職場で健康診断があった。検診票をもって受付に行くと、「まずあちらで採血からどうぞ」と言われた。まさかいきなり初手が採血とは、心の準備ができてなくてドキドキした。
針も苦手だし、自分の血が試験管に入っていく様子も苦手だ。見てるだけで自分から血が抜けて貧血になりそうな気がするから、いつもできるだけ目を逸らすようにしている。採血ブースに行くと、試験管を3本渡され、こんなに抜かれるのかと思ってげっそりした。
高校時代、ワンゲル部(登山部みたいなやつ)の同期に、献血を趣味としている奴がいた。
血を抜かれてる間に無料でジュースが飲めて漫画も読めると言って、献血カードを眺めながら次に献血ができる日を心待ちにしている奴だった。お前もぜひすべきだとしょっちゅう勧められたが、何だか気が進まず行けなかった。
彼は無料で何かを貰うこと全般に詳しかった。
新入生が体験入部に来たとき、河川敷までランニングして喉がカラカラになった。するとそいつが「タダでドリンクがもらえるから帰りに寄ろう」と言いだした。
どこかでポカリでも貰えるのかと思って新入生と一緒に付いて行ったら、着いたのは近所のイオンのカルディだった。3人で体操服のまま甘い試飲コーヒーを貰って飲んだ。もっと喉が渇いた。

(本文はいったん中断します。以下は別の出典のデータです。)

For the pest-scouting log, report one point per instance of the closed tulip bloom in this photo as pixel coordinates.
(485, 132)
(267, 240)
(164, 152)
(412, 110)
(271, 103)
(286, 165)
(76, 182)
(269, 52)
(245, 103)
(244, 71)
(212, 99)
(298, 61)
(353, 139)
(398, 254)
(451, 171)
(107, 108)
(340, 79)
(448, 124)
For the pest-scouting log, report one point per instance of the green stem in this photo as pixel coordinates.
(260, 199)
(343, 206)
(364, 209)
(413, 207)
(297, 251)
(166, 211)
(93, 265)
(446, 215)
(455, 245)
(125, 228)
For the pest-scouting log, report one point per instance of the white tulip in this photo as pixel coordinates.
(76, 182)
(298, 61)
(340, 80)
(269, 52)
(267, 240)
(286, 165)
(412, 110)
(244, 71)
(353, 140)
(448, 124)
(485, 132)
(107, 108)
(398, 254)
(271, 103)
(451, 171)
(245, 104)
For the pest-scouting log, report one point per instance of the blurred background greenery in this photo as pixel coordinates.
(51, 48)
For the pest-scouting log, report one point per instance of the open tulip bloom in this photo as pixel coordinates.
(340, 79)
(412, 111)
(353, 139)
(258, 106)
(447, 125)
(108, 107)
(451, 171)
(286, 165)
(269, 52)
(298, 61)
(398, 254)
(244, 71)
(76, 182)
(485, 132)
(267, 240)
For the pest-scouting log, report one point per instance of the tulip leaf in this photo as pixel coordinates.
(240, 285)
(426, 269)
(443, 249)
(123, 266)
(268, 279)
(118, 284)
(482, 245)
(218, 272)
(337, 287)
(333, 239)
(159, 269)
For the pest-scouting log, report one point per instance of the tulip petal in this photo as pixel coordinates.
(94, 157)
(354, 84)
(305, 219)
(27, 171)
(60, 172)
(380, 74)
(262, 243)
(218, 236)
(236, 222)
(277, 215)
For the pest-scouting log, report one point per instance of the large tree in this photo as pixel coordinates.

体験入部でカルディに寄るなんて新入生が逃げちゃうんじゃないかと心配だったが、結局その新入生は入部し、1年後には部長になった。
喉は渇いたが美味しかったから、それ以来僕は街でカルディを見かけると立ち寄り、そいつのことを思い出しながらコーヒーを貰うようになった。
採血されている間、目の焦点をできるだけ遠くの壁に合わせて、カルディのことを考えていた。あまりに試験管から目を逸らしすぎて、担当の人から気絶寸前かと心配されたが、今回はカルディのおかげで平気だった。